清水は、あれから、なかなか接触してこない。
何かあったのだろうか。
中元が推察するに、今は動けない理由があるのだ。
あれだけ、派手に動き回りながら、なぜ、今になってそれをやめたのか...
分からない。
それを、やれば何かまずいことがあるのだろう。
そういえば、連中に関しても変だった。
なぜ、今になって、怪物をよこしてきたのだろうか...
何かを恐れているのか?
早急に、イヤリングを回収しないと何かまずいことがあるんじゃないか?
中元は思考を巡らしていく。
あらゆる歴史書に目を通していくが、その答えは見つからなかった。
しかし、変に古びた本に、その答えを見つけた。
「なんだ?預言書か?」
やけに、古い字体だった。
しかし、本に使われている紙は、比較的新しいものだった。
「11/24、進化の日?」
中元は、穴が開くくらいその本を眺めた。
5
とある古物商は、部下たちに土下座をさせていた。
「例のイヤリングを追って、何年経ちますか?」
男は高価なスーツを身に着けていた。
「もう、6年になるかと...」
「そう...6年です。
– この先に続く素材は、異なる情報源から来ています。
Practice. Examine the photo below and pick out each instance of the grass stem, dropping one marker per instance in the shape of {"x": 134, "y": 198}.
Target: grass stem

まあ、価値と言うものは、日に日に増していくのですから、構わないのですが、問題は、それを他の者に横取りされるということです。」
「はい...」
「その、例の少女...何度もさらおうとしましたよね。」
「はい...」
「そこですよ。頑固なばあさん、じゃなくて、少女がそれを持っているのですよ。あの貴重なものを。豚に真珠じゃないですか。」
「はい。」
「あそこの親子関係は?」
「テキストでやり取りするだけで、普段は会話をしないそうです。」
「そうですか...日本は何て動きにくい国なんでしょうね。」
男はとあるものに電話をした。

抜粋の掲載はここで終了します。